Seminar at SMU Delhi

October 31, 2012 (Wednesday) , 3:30 PM at Webinar
Speaker: Suchismita Das, IISER, Kolkata
Title: On Some (Dynamic) Proportional and Additive Models
Abstract of Talk
In the area of reliability and survival analysis, sometimes it is important to investigate the effect of risk factor on failure of a machine, an organ, an individual, or the completion of a certain task. In literature, some proportional regression models have been introduced for modeling and analyzing lifetime data where the covariates are taken to be constant. But in some practical situations, the covariates may not be constant over the whole time interval $[0; \infty)$, but they may vary over different time intervals $t_{i-1} \leq t \leq t_i$, for $i = 1, 2, \dotsc,$ with $t_0 \equiv 0$. In a more general case, when the intervals $[t_{i-1}, t_i)$ become smaller and smaller, we get a model where the covariates are time dependent. It is worth mentioning here that the time-dependent covariate could also be used in a regression model with time-varying slopes. It is well known that regression model is used in different situations, especially when forecasting is required.
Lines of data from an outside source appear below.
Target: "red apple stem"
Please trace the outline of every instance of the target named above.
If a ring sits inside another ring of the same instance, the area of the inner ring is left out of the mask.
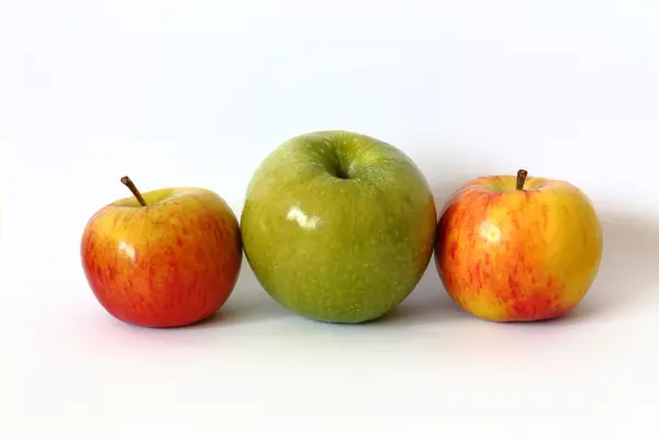
[[[143,207],[146,207],[146,201],[144,201],[144,196],[142,196],[142,194],[137,190],[137,187],[135,185],[135,183],[133,183],[133,180],[131,180],[131,178],[126,176],[121,178],[121,182],[131,190],[131,192],[133,193],[133,195],[135,195],[139,204]]]
[[[517,171],[517,187],[515,188],[518,191],[523,191],[524,190],[524,182],[526,182],[526,176],[528,175],[528,172],[526,172],[524,169],[520,169]]]

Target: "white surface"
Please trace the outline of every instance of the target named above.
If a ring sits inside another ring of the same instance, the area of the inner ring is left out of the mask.
[[[0,437],[656,435],[659,3],[0,4]],[[595,285],[536,325],[470,318],[433,266],[371,325],[294,317],[248,272],[206,325],[105,314],[78,246],[121,176],[238,215],[260,159],[320,128],[399,146],[439,204],[518,167],[572,181],[605,226]]]

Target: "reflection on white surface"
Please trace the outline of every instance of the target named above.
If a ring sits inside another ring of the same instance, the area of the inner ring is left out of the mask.
[[[491,244],[499,244],[501,241],[501,228],[489,221],[483,221],[481,223],[479,235]]]
[[[123,254],[126,258],[134,261],[135,260],[135,248],[123,240],[119,243],[119,251]]]
[[[300,207],[291,207],[291,210],[286,215],[286,218],[289,221],[294,221],[300,225],[300,227],[313,230],[317,227],[321,218],[319,216],[309,216],[304,212],[300,210]]]

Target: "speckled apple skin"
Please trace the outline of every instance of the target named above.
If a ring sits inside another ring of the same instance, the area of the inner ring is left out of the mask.
[[[166,188],[113,202],[87,223],[80,252],[88,283],[115,318],[187,326],[213,314],[236,284],[243,249],[237,217],[216,193]]]
[[[435,262],[450,297],[490,322],[559,317],[585,296],[603,252],[588,196],[566,181],[474,179],[446,203]]]
[[[370,136],[289,139],[256,170],[241,217],[263,288],[314,320],[362,323],[396,307],[429,263],[437,213],[401,150]]]

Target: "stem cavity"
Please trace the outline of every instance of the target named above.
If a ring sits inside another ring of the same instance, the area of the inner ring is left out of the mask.
[[[131,192],[133,193],[133,195],[135,195],[139,204],[143,207],[146,207],[146,201],[144,201],[144,196],[142,196],[142,194],[137,190],[137,187],[135,185],[135,183],[133,183],[133,180],[131,180],[131,178],[126,176],[121,178],[121,182],[131,190]]]

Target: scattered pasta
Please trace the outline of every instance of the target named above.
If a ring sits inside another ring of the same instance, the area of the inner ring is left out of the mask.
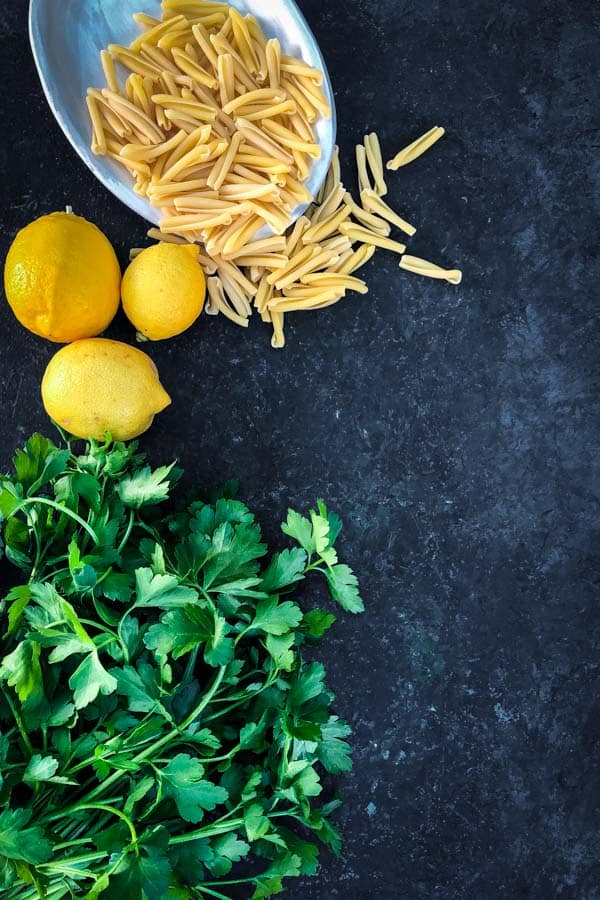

In case of a time-dependent covariate model with left-censored data, the observed values can be analyzed using the properties of the covariate function to get some idea of the past scenario. In order to take care of this kind of problems, we introduce the dynamic proportional hazard rate (DPHR) model, the dynamic proportional reversed hazard rate (DPRHR) model, the dynamic proportional mean residual life (DPMRL) model. Although proportional hazard rate model is mostly studied in literature, sometimes it becomes important to study the additive hazard rate model as well. Again, the mean residual life function is found to be more relevant than the hazard rate function and when hazard rate function is not monotone then it is important to study the behavior of the mean residual life function. With this in mind, parallel to additive hazard rate model, we define a new model called dynamic additive mean residual life (DAMRL) model. Preservation of some aging classes and that of some stochastic orders under these models have been discussed.